The key to thriving on the road with five dogs is waking uu very, very early and frontloading breakfast and great hike/adventure in the 4am to 8am range before other hotel guests are doing their things. 

I have always traveled with my dogs, so they are the consumate road trippers. I used to teach English in boarding school, so when we had an off duty weekend, we would go away somewhere to get a break from the dorm, and always take the three dogs we had then. Because of that, I have twenty years of hotel gems and dog places in my head. There are so many great places that take dogs if you looks very carefully.

For me, I have specific places I love and know how to manage from Maine through NY state. I do have a harder time in unfamiliar parts of the country

. For example, at the Big E, I always stay at The Publick House in Sturbridge MA- not the fancy Inn but the cute "lodge" . This is close to four splendid hikes for the non-showing dogs, and I get up before sunrise and get going with them so they are tired, happy, and pottied. Many times, dog show friends know this, and will join me.
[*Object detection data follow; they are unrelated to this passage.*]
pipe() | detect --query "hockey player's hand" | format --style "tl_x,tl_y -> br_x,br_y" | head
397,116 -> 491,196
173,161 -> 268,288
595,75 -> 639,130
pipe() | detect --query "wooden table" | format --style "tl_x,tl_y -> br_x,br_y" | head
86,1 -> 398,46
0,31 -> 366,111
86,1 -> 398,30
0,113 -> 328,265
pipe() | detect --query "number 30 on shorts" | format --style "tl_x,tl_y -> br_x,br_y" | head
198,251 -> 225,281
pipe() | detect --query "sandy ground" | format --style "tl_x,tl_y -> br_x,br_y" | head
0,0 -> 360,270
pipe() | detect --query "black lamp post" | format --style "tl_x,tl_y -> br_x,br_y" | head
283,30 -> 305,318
Often times, I go with a friend and her dogs.

If it is hot (or too cold)for the hour 1/2 the goldens show, the dogs go in our handler's air conditioned rig in crates; if not they are fine in the car for such a short time. 
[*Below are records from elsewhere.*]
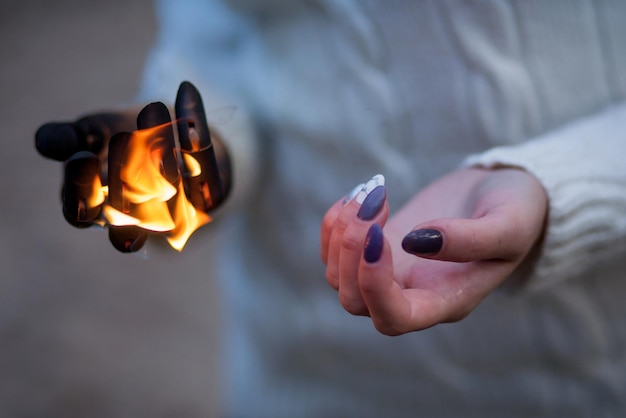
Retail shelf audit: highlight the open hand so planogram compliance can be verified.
[321,168,548,335]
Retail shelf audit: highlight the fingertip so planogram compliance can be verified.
[363,223,385,264]
[35,122,80,161]
[402,228,443,256]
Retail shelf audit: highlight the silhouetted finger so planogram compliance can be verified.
[175,81,230,212]
[108,132,148,253]
[61,151,104,228]
[35,113,134,161]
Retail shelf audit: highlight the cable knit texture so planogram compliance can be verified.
[466,105,626,289]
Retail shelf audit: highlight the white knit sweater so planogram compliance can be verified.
[142,0,626,417]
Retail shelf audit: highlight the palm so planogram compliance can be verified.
[366,170,546,333]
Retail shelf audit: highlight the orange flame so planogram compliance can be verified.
[100,124,211,251]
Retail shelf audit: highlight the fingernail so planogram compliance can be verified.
[355,174,385,205]
[402,229,443,255]
[356,186,387,221]
[363,224,384,263]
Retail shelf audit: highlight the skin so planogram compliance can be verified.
[321,168,548,335]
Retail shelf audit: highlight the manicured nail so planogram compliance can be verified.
[355,174,385,205]
[343,183,365,206]
[402,229,443,255]
[356,186,387,221]
[363,224,384,263]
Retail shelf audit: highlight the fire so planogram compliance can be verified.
[100,123,211,251]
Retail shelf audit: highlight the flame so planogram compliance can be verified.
[92,124,211,251]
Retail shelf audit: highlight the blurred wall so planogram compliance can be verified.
[0,0,219,418]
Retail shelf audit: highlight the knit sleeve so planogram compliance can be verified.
[465,103,626,289]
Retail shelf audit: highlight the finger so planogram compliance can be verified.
[35,112,135,161]
[339,186,389,315]
[358,224,411,335]
[61,151,104,228]
[108,132,148,253]
[320,197,344,264]
[358,224,450,335]
[137,102,180,186]
[402,212,534,262]
[175,81,230,212]
[35,122,84,161]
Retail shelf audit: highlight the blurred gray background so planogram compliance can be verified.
[0,0,219,418]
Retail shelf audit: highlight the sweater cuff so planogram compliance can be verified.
[464,104,626,290]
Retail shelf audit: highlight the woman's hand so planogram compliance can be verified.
[321,168,548,335]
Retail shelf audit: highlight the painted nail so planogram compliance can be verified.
[343,183,365,206]
[356,186,387,221]
[363,224,384,263]
[402,229,443,255]
[355,174,385,205]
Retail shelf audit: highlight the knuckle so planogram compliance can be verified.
[339,292,368,316]
[326,269,339,290]
[341,228,364,251]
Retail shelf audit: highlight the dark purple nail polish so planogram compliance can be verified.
[363,224,384,263]
[356,186,387,221]
[402,229,443,255]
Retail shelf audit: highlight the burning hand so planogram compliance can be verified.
[35,82,231,252]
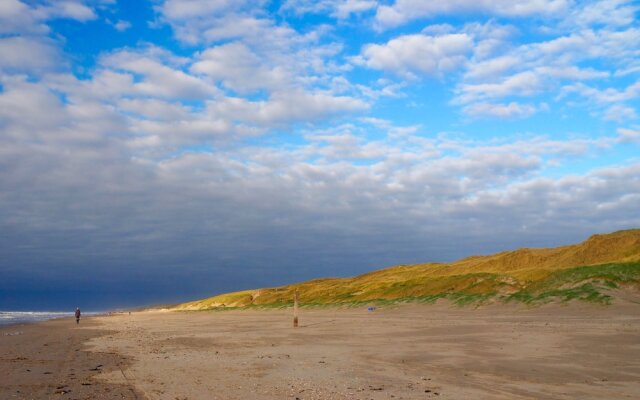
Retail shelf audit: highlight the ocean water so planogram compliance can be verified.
[0,310,76,326]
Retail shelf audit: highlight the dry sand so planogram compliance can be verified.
[0,313,144,400]
[0,303,640,400]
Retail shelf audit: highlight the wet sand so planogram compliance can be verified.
[0,318,144,400]
[0,303,640,400]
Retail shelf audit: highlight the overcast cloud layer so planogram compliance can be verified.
[0,0,640,309]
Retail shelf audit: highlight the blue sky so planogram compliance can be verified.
[0,0,640,309]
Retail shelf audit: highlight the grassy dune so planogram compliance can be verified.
[174,229,640,310]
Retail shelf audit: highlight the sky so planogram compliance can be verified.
[0,0,640,310]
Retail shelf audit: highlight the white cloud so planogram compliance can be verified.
[618,126,640,143]
[455,71,544,104]
[356,34,473,77]
[604,104,638,122]
[113,20,131,32]
[191,42,293,93]
[0,0,48,34]
[280,0,378,19]
[0,36,63,72]
[463,102,538,118]
[100,47,218,100]
[208,91,368,126]
[34,0,97,22]
[375,0,570,29]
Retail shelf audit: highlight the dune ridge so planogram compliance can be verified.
[171,229,640,310]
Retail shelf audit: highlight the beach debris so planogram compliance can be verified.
[293,289,300,328]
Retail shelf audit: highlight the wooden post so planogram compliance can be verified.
[293,289,298,328]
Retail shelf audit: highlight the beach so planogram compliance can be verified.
[0,313,144,400]
[0,303,640,400]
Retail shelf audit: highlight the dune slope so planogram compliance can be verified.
[173,229,640,310]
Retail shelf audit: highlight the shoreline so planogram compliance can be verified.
[5,303,640,400]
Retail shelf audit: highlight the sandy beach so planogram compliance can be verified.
[0,313,144,400]
[0,303,640,400]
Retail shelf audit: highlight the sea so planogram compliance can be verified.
[0,310,89,326]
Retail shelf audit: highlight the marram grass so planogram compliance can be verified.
[174,229,640,310]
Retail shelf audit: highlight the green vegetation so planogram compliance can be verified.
[173,230,640,310]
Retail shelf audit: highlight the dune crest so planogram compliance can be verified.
[173,229,640,310]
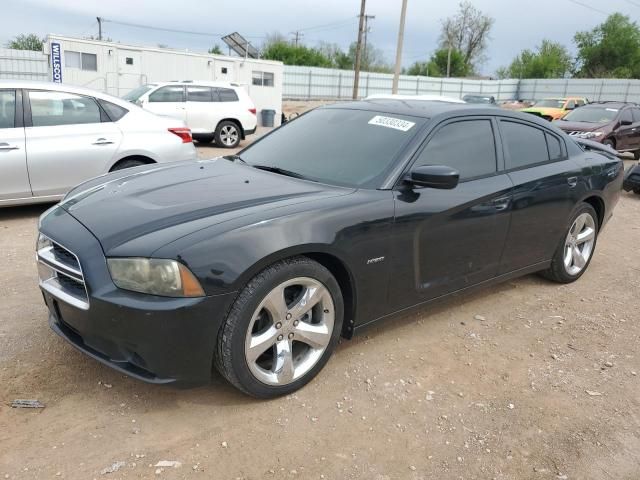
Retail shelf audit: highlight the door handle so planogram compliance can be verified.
[491,197,511,211]
[93,138,113,145]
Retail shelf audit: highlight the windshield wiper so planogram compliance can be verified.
[251,165,313,181]
[222,155,247,165]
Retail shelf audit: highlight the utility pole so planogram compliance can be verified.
[362,15,376,69]
[391,0,407,94]
[289,30,304,48]
[353,0,367,100]
[96,17,102,40]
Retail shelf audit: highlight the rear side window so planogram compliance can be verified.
[98,100,129,122]
[149,85,184,102]
[500,120,549,169]
[414,120,497,180]
[218,88,238,102]
[0,90,16,128]
[29,91,102,127]
[187,85,218,102]
[545,133,564,160]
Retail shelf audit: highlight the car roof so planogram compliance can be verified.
[318,99,555,125]
[148,80,240,88]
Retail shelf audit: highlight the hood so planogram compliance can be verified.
[553,120,608,132]
[61,158,353,256]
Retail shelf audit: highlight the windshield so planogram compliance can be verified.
[562,107,619,123]
[240,108,425,188]
[122,85,155,102]
[533,98,564,108]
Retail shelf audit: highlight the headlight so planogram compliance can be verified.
[107,258,204,297]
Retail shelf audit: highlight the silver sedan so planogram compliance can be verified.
[0,81,196,207]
A few weeks ago I showed my own dog in BOB bc our handlers were off to a different part of the country, and they have a full time golden special. I did have to bathe him three times- which even for me is ridiculous, but I felt badly leaving him him from a hike just to stay clean. I would only do that though, when showing from home, in which case the other dogs stay with a fellow instructor at our training center right at home.


----------



## Ljilly28 (Jan 22, 2008)

Megora said:


> There was a conversation I saw elsewhere with somebody looking for support for showing her own dog. I've never heard of something like that
> that's not "husband/parent" related.
> 
> I wouldn't want to be a pro showing other people's dogs.... But it did go through my head that if somebody else were paying for my gas and hotel arrangements and even paying my entry fees!!!! I'd totally be going every weekend and going anywhere. :
> ...


For me, I own a dog training center that offers classes 7 days a week. The shows I can attend are between class sessions or on holidays, so I have to plan on the calender really carefully if I want to go. For example, Mystic and Tally are entered in Cape Cod this weekend, but we have jampacked STAR Puppy, Rally, CGC, and Family Dog classes that we had to split in half , so I wont be able to go. My state Maine isnt the best, bc it is so far northeast that for lots of the year the closest show is West Springfield MA which is quite a trip in the snow.


----------